Two of the best laugh-getting punchlines of the night came from two audience members invited on stage and thrust into improvised scenarios (well done, Ingrid).  This was a bit awkward because as well as them creating the best laughs of the show, it acutely reminded us of what seemed to be missing from this, a ‘comedy’ show: laughs.

As promised, here’s the comparison we observed on the night: The show immediately after Bri’s was by two relatively inexperienced stand-up comedians who took turns on stage and both consistently got three laughs per minute – not high lpms by comedy standards, but enough to keep the audience hooked.  Those were majority-of-the-audience laughs, not scattered chuckles.

In contrast, once we saw how slowly the laughs were coming in ‘Little Mountain Goblin‘, we glanced at the time and measured that Bri went for about 20 minutes without a majority-of-the-audience laugh.

While we could see this show fitting better into a Fringe Festival than an International Comedy Festival, we have to acknowledge the skill of the performer.  Bri had confidence, performance skills, an ability to build tension and hold it, wonderful stage presence, relatable stories and scenarios.  She just needs to write and include more funny material.   As Chris Rock says ‘you’ve got to have steel in the walls’: she needs more good jokes.  She needs to make her audience laugh more, especially in a comedy festival show.

Note that we say ‘make her audience laugh’ – not to make us (reviewers) laugh, because everyone, including us, knows that reviewers are pompous, no-talent wankers.  However, as much as we don’t care for improv, if Bri had made her whole supportive audience laugh, we’d say so here, but that was the glaring omission from her show: audience laughs.

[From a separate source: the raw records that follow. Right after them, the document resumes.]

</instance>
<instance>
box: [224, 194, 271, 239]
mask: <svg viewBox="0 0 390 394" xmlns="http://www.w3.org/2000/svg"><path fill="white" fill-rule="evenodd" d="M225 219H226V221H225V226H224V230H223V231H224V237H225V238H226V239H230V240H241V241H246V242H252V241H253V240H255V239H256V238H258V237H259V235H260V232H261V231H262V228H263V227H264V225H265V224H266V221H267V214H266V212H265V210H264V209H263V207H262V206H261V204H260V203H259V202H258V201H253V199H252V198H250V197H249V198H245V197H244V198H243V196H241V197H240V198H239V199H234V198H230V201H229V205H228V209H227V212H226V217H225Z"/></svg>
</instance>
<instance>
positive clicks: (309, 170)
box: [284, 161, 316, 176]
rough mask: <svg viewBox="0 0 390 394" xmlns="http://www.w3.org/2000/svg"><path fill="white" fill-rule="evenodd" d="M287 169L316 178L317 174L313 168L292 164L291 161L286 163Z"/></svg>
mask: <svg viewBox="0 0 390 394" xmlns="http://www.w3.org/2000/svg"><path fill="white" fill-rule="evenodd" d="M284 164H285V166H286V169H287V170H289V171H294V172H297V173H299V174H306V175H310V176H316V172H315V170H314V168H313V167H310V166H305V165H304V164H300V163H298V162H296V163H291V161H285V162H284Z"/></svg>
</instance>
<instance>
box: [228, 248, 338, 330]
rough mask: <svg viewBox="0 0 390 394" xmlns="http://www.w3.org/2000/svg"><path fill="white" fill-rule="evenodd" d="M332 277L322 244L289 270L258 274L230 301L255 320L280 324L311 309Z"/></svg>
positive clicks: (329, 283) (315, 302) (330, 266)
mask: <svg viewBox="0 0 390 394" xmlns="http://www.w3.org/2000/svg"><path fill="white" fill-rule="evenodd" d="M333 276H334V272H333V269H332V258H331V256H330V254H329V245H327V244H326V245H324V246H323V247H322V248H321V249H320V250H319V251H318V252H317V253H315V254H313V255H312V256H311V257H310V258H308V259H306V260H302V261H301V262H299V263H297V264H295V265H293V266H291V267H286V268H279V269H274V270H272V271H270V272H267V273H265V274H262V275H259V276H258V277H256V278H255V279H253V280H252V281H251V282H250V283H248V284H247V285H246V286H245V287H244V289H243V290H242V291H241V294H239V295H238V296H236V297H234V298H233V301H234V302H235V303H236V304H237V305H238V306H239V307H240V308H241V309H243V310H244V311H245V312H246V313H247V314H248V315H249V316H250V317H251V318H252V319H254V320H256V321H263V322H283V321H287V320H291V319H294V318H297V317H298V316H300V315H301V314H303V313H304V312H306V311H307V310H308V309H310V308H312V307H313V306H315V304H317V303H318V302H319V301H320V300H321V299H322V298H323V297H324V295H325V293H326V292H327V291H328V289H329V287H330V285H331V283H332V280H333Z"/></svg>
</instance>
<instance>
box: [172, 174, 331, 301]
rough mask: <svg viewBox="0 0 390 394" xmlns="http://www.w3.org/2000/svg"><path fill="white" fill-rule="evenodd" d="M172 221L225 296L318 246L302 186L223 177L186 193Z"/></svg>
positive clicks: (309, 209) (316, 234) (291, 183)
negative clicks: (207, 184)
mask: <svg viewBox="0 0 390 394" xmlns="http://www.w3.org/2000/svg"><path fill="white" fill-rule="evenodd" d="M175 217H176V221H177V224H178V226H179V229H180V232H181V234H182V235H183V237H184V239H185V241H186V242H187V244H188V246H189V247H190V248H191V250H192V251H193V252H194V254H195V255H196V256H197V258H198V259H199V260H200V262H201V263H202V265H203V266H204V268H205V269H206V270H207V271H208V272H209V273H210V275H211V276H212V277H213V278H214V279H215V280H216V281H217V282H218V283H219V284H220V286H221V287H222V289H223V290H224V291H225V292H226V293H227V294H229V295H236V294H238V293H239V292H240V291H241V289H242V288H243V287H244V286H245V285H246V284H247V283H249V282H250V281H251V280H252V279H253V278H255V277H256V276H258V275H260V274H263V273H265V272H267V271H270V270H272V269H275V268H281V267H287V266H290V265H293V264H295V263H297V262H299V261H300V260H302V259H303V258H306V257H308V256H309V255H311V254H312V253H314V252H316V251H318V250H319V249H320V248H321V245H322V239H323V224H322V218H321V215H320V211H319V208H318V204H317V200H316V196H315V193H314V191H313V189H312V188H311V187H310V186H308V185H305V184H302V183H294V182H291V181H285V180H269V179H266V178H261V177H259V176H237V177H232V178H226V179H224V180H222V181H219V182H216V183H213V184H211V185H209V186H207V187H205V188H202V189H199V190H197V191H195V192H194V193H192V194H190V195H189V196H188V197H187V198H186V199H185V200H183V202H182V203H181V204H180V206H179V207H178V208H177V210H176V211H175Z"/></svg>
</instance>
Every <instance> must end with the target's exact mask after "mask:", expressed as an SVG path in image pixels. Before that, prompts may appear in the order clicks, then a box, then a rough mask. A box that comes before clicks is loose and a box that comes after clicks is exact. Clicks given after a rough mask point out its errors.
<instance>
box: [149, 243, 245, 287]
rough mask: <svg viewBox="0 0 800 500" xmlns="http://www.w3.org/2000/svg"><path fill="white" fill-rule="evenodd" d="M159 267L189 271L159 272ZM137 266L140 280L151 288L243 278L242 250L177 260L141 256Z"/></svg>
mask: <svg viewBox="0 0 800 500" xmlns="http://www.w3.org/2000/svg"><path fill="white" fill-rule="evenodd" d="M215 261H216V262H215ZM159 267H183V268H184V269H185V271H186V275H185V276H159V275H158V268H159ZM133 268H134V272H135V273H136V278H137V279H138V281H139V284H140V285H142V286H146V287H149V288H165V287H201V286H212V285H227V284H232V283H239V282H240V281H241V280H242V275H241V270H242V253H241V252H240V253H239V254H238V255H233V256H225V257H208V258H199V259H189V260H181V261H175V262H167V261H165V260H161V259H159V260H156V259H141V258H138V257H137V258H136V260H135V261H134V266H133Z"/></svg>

This was the second-last show of a two-week run, so we couldn’t put it down to first-night nerves or finding her feet.  The show reminded us of a self-written, self-performed high school play.  What it lacked in laughs, it made up for with energy and enthusiasm;  Bri was either incredibly authentic on stage or faked it brilliantly.  ‘Little Mountain Goblin‘ got off to a cracking start, had a long flat middle, and a fizzled end.   In her post-show thank you speech, she confirmed that this was her first MICF show, so we are sure her learning curve has been steeper than the increase in Melbourne hotel room prices during the festival.

If you’ve come this far, please stay with us a little longer because here’s the thing: We think that Bri has a great future in comedy.  We know plenty of comedians who can write great material, but they take decades to master the skills that Bri already has already got nailed: stage presence, creativity, stage craft, playfulness, story-telling, pacing, improvisation, confidence, audience engagement, acting, voice modulation, an ability to build and hold tension and probably more we didn’t notice.  If Bri can get more ‘steel in her walls’ (and learn how to release tension at will) she will be a uniquely formidable comedian.

If Bri reads this, we hope she takes something from this review (at a cheeky minimum, she should at least take the last four words of the previous paragraph as a poster quote). 🙂  She effortlessly does things on stage that most comedians baulk at.  We genuinely hope she maintains her incredible momentum in mastering skills, writes and stage-tests a tonne of solid jokes and weaves them into what she already has.  With ‘Little Mountain Goblin‘ Bri showed impressively how many performance skills she has mastered and for that reason, we trust she will do the work required to fill the few, but telling, gaps in her comedy skillset.  We look forward to her next show to see just how far this skilful, likeable, energetic performer has come.